Apartheid incorporates with many issues including racism, segregation , alienation, ambivalence, psychological victimization has been given a powerful expression produced by apartheid along with social, political, economical, cultural effects in Gordimer’s posthumous novel Burger’s Daughter. Segregation is inevitably bound with politics and its affects to the individual creating alienation hints to the general problematic estrangement under which one feels a loss of his/ her belongingness in own supremacy. Its behind is racism and it is the belief system and discrimination its practices. The main characteristic of racism is prejudice and discrimination which brings sense of segregation and alienation. Therefore, apartheid affects psychic of the people. Apartheid creates the ambivalence position in the society as well as in the life of the protagonist, Roja Burger. Ambivalence refers to a simultaneous attraction towards and repulsion from an object, person or action. The complexity and resistance do exist in a fluctuating relation within the colonial subject. Likewise, ambivalence basically is unsettling to colonial dominance. In fact, controversial proposition lies at the center of ambivalence. Therefore, it can be said that the concept of ambivalence is reflected to the privileged class people. Gradually, the policy of apartheid turns towards the self victimization of superior class personal development. It fully disturbs the mind of the protagonist and the protagonist victimizes psychologically in own supremacy. Psychologically, the protagonist Rosa Burger feels loneliness and experiences ambivalent position.

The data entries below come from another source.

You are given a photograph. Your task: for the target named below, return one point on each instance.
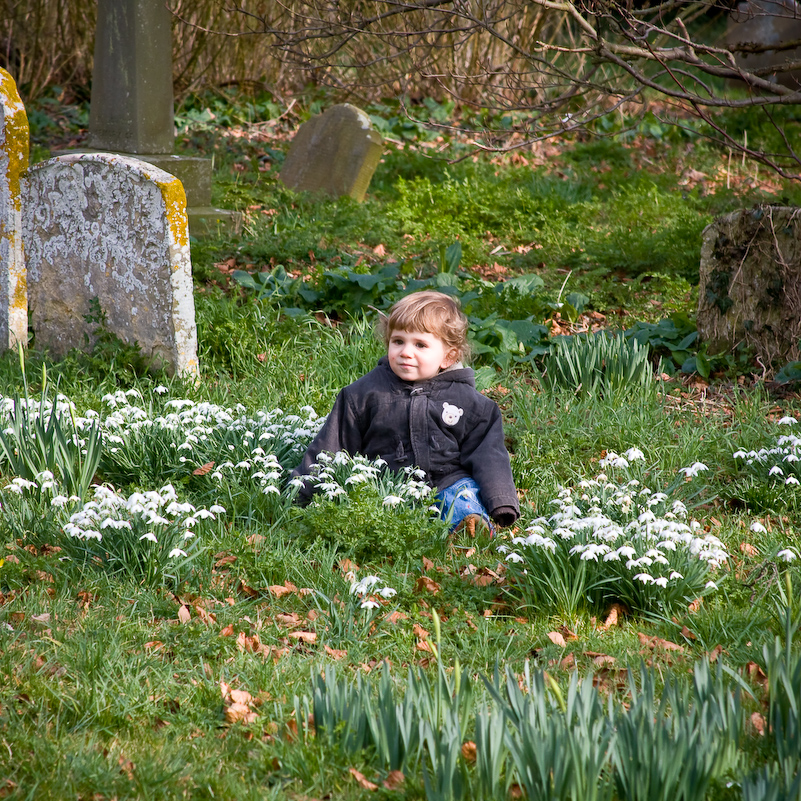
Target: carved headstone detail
(111, 228)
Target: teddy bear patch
(451, 414)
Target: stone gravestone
(14, 139)
(131, 112)
(111, 228)
(750, 290)
(335, 152)
(767, 22)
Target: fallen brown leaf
(420, 632)
(759, 723)
(239, 713)
(289, 621)
(613, 617)
(394, 780)
(425, 584)
(207, 617)
(335, 653)
(304, 636)
(658, 642)
(240, 696)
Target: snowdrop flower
(694, 469)
(365, 585)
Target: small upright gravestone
(750, 290)
(335, 152)
(111, 228)
(14, 138)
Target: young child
(420, 407)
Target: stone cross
(132, 98)
(335, 152)
(111, 228)
(132, 102)
(14, 145)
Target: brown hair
(431, 312)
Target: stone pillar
(132, 102)
(132, 99)
(111, 228)
(14, 145)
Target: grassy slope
(105, 694)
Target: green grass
(112, 686)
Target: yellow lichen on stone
(17, 136)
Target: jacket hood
(461, 375)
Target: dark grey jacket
(442, 425)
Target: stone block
(767, 22)
(14, 144)
(112, 228)
(750, 289)
(335, 152)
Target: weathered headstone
(14, 143)
(750, 290)
(132, 112)
(112, 228)
(335, 152)
(767, 22)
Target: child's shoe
(472, 523)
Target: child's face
(417, 355)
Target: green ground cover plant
(174, 626)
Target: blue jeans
(460, 500)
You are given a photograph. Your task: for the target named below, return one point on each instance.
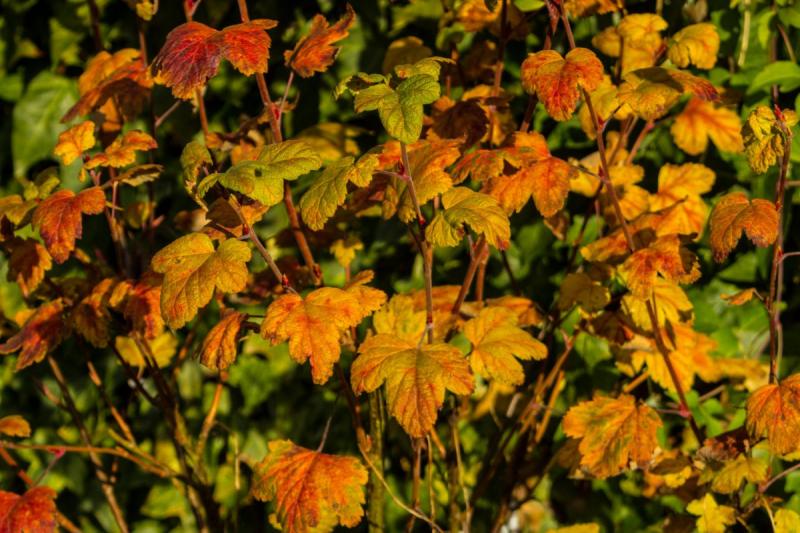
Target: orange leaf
(557, 81)
(416, 377)
(312, 491)
(614, 432)
(58, 218)
(774, 410)
(220, 345)
(192, 53)
(42, 332)
(735, 214)
(33, 512)
(315, 52)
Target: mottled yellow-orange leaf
(416, 377)
(744, 468)
(313, 325)
(579, 288)
(764, 139)
(33, 512)
(122, 151)
(312, 491)
(15, 426)
(774, 411)
(73, 142)
(714, 518)
(315, 52)
(651, 92)
(547, 180)
(696, 44)
(219, 348)
(41, 333)
(558, 80)
(58, 218)
(614, 433)
(735, 214)
(192, 269)
(700, 121)
(497, 342)
(665, 257)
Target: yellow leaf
(193, 269)
(312, 491)
(416, 377)
(714, 518)
(613, 433)
(496, 342)
(733, 215)
(313, 325)
(73, 142)
(696, 44)
(465, 206)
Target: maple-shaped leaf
(122, 151)
(41, 333)
(665, 257)
(74, 142)
(400, 109)
(651, 92)
(312, 491)
(219, 348)
(192, 269)
(700, 121)
(58, 218)
(313, 325)
(614, 433)
(262, 178)
(497, 342)
(774, 411)
(192, 52)
(764, 139)
(33, 512)
(14, 426)
(733, 215)
(315, 52)
(479, 211)
(558, 80)
(696, 44)
(713, 518)
(416, 377)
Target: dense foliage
(449, 265)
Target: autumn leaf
(219, 348)
(313, 325)
(713, 518)
(696, 44)
(312, 491)
(41, 333)
(733, 215)
(764, 140)
(700, 121)
(192, 269)
(192, 52)
(614, 433)
(416, 377)
(479, 211)
(33, 512)
(58, 218)
(15, 426)
(774, 411)
(497, 342)
(558, 80)
(74, 142)
(315, 52)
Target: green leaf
(36, 119)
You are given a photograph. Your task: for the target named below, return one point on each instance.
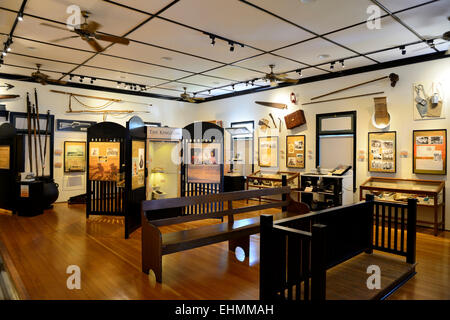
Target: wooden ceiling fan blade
(92, 26)
(113, 39)
(62, 39)
(54, 26)
(94, 44)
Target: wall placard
(268, 151)
(104, 161)
(382, 152)
(5, 154)
(74, 156)
(137, 164)
(295, 149)
(430, 151)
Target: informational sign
(4, 157)
(295, 152)
(104, 161)
(268, 152)
(74, 156)
(137, 164)
(382, 151)
(430, 151)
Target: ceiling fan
(88, 32)
(43, 78)
(186, 97)
(274, 78)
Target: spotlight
(231, 43)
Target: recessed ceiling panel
(185, 40)
(41, 50)
(31, 62)
(207, 81)
(397, 5)
(122, 77)
(310, 52)
(113, 19)
(236, 21)
(235, 73)
(118, 64)
(261, 63)
(152, 6)
(6, 20)
(363, 40)
(319, 16)
(395, 54)
(180, 87)
(430, 20)
(163, 57)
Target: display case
(429, 194)
(261, 180)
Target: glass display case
(261, 180)
(429, 194)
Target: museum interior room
(224, 150)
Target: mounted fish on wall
(429, 101)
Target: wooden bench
(325, 255)
(156, 244)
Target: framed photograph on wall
(295, 151)
(382, 153)
(430, 151)
(74, 156)
(268, 151)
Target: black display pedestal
(29, 198)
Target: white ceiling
(173, 50)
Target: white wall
(242, 108)
(400, 107)
(170, 113)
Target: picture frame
(295, 151)
(74, 156)
(430, 151)
(382, 152)
(268, 151)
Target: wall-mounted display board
(202, 170)
(430, 151)
(295, 151)
(104, 161)
(382, 152)
(5, 154)
(137, 164)
(74, 156)
(73, 125)
(268, 151)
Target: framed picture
(268, 151)
(382, 152)
(104, 161)
(295, 151)
(74, 156)
(430, 151)
(5, 154)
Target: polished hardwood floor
(38, 250)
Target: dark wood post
(411, 231)
(284, 195)
(370, 199)
(318, 262)
(265, 265)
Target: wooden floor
(39, 249)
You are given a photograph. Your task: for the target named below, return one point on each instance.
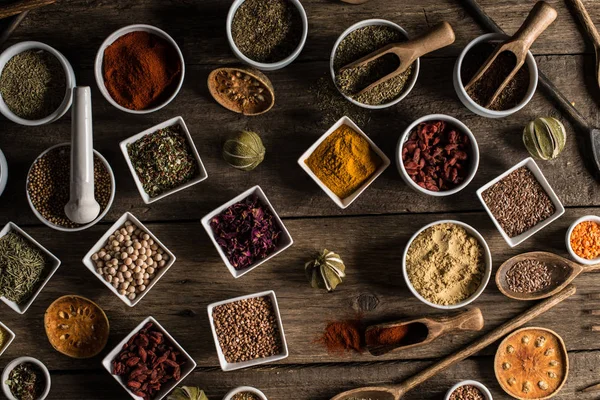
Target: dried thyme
(163, 160)
(267, 31)
(21, 268)
(33, 84)
(359, 43)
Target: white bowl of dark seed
(47, 187)
(267, 35)
(359, 40)
(36, 84)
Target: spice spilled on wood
(163, 160)
(518, 202)
(359, 43)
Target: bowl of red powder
(139, 69)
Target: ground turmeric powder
(344, 161)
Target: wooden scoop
(395, 392)
(562, 273)
(425, 330)
(540, 17)
(439, 36)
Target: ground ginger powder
(344, 161)
(445, 264)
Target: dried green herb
(33, 84)
(21, 268)
(26, 382)
(163, 160)
(359, 43)
(267, 31)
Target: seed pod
(544, 138)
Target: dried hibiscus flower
(247, 232)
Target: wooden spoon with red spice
(405, 334)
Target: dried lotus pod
(534, 372)
(325, 271)
(76, 326)
(544, 138)
(243, 90)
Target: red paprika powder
(141, 70)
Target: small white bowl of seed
(359, 40)
(129, 259)
(254, 322)
(245, 393)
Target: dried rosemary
(21, 268)
(163, 160)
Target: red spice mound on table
(436, 156)
(141, 70)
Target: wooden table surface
(370, 234)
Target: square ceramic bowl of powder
(512, 213)
(345, 201)
(470, 276)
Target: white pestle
(82, 207)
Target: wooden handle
(588, 24)
(540, 18)
(486, 340)
(441, 35)
(469, 320)
(18, 7)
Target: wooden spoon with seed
(562, 272)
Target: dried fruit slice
(76, 326)
(242, 89)
(532, 363)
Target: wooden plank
(372, 249)
(290, 128)
(321, 382)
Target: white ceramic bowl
(457, 124)
(110, 40)
(113, 189)
(485, 391)
(581, 260)
(226, 366)
(537, 173)
(89, 263)
(243, 389)
(69, 76)
(267, 66)
(187, 369)
(487, 255)
(284, 242)
(3, 172)
(459, 85)
(369, 22)
(343, 203)
(202, 175)
(11, 336)
(18, 361)
(52, 264)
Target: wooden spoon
(422, 331)
(394, 392)
(591, 30)
(439, 36)
(540, 17)
(562, 273)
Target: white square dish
(89, 263)
(11, 337)
(189, 366)
(343, 203)
(227, 366)
(52, 264)
(537, 173)
(202, 175)
(284, 242)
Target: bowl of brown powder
(447, 264)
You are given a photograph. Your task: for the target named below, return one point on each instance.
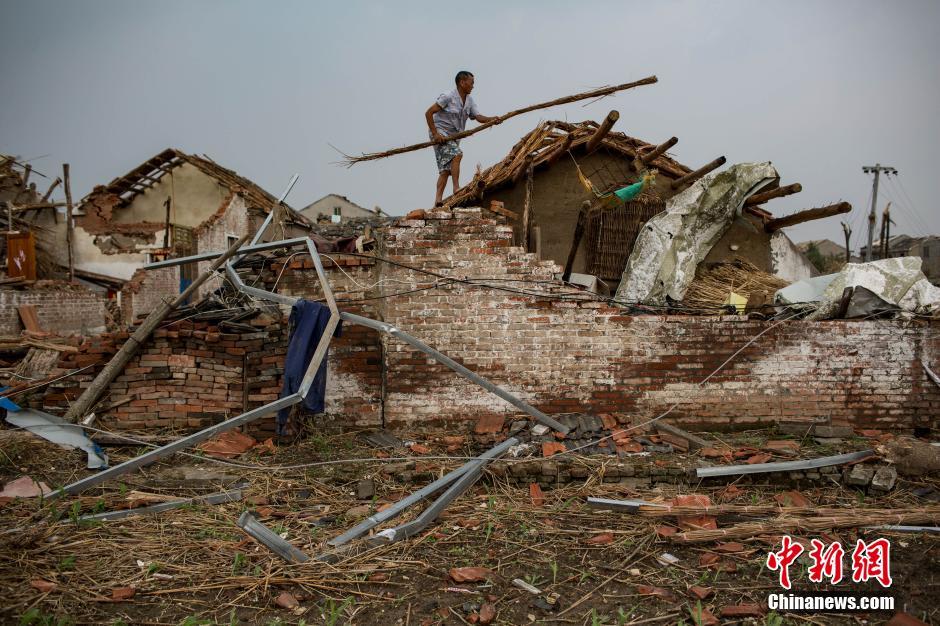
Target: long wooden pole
(602, 131)
(693, 176)
(658, 151)
(526, 211)
(779, 192)
(596, 93)
(68, 219)
(807, 215)
(576, 240)
(117, 363)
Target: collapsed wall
(560, 355)
(60, 308)
(568, 356)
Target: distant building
(927, 248)
(336, 207)
(826, 255)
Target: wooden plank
(807, 216)
(21, 255)
(497, 208)
(576, 240)
(602, 131)
(29, 318)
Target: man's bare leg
(441, 183)
(455, 171)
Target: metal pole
(374, 520)
(875, 169)
(871, 216)
(179, 444)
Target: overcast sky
(818, 88)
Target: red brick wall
(561, 356)
(586, 356)
(60, 308)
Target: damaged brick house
(520, 329)
(540, 183)
(172, 204)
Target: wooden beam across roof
(806, 216)
(702, 171)
(602, 131)
(779, 192)
(648, 157)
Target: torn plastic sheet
(896, 283)
(58, 431)
(672, 244)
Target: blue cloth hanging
(308, 322)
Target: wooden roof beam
(806, 216)
(779, 192)
(694, 176)
(648, 157)
(602, 131)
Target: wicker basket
(612, 230)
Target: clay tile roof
(543, 144)
(149, 172)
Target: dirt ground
(193, 565)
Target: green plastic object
(630, 191)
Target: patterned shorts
(445, 153)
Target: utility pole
(875, 169)
(848, 234)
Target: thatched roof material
(549, 141)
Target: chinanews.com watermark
(869, 561)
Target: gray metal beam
(629, 506)
(471, 474)
(270, 539)
(460, 369)
(785, 466)
(208, 256)
(374, 520)
(215, 498)
(176, 446)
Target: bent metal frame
(459, 479)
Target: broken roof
(147, 174)
(545, 143)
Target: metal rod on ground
(779, 192)
(374, 520)
(658, 151)
(409, 529)
(785, 466)
(628, 506)
(602, 131)
(179, 444)
(693, 176)
(460, 369)
(68, 219)
(208, 256)
(216, 498)
(270, 539)
(117, 363)
(807, 216)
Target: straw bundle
(713, 283)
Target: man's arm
(429, 116)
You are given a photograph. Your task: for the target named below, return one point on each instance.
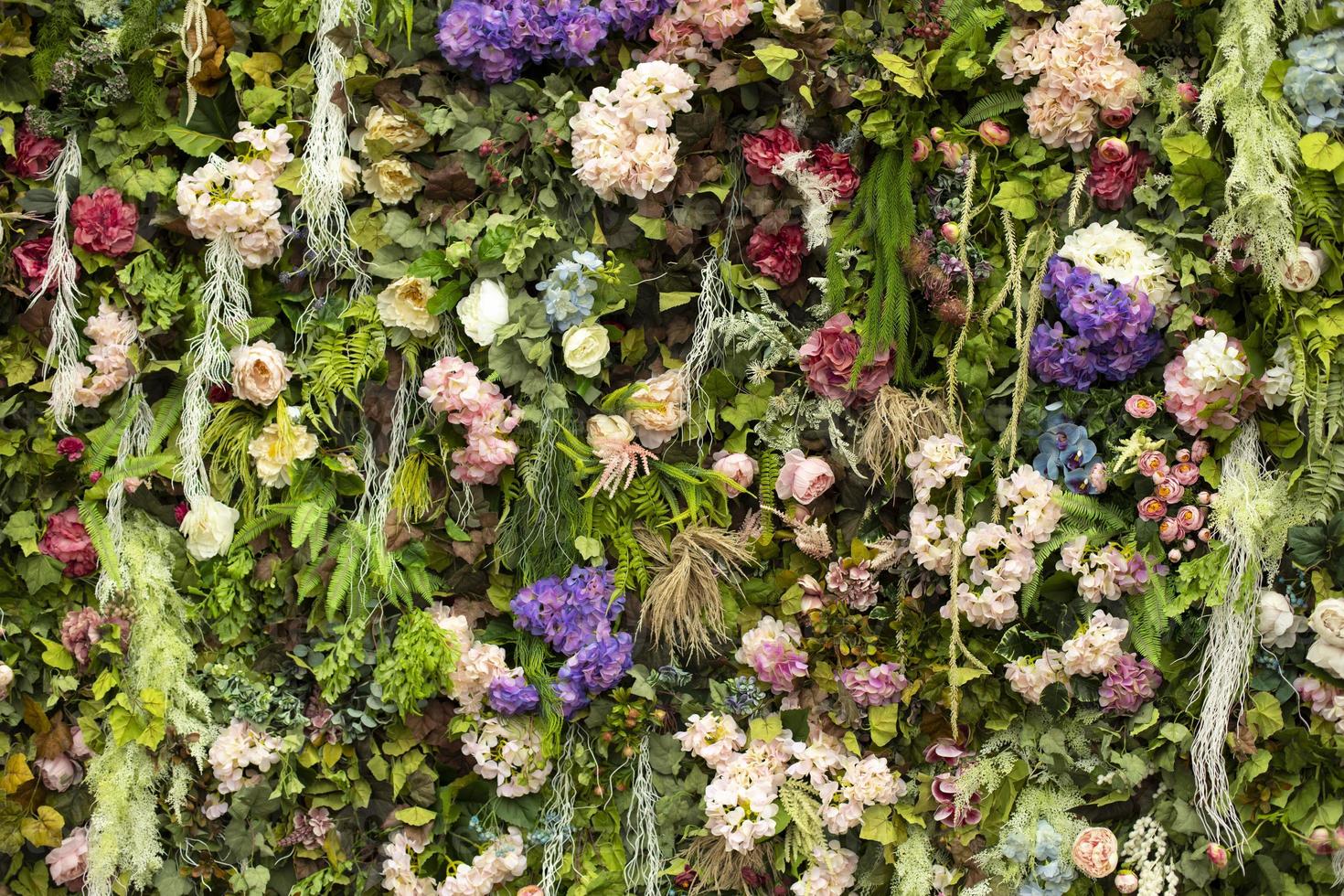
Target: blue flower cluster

In Burger’s Daughter, Rosa Burger wants to locate her identity in the contemporary apartheid policy in South Africa. She becomes orphan after her parents’ death. In this situation she feels loneliness remaining alone in the family. She faces problem creating relationship with others. She even faces psychological, political, social problems to live in her own country being a daughter of privileged white family. Rosa’s father Lionel Burger is both physician and disciplined revolutionary who involves in the antiapartheid movement so he victimizes even being the white person. Later on Rosa tries to fulfill her father commitment to go against apartheid policy and she returns to Africa from France and joins into the destiny but she is arrested by white racial government and put in Pretoria prison. It shows she is in ambivalent position and she herself as a white burden as well as psychological self victimization. The apartheid policy turns against the whites, though protagonist Rosa Burger is a daughter of a privileged white family.
Apartheid thus not only affects to the black, white, Indian and coloured people but also affects to the white people in political, social, economic sectors. It deeply affects to the psychology of the people of all races in South Africa during the apartheid policy. It creates the ambivalence position of the central character, Roja Burger within own supremacy. That is, Roja Burger ultimately suffers psychologically due to apartheid policy.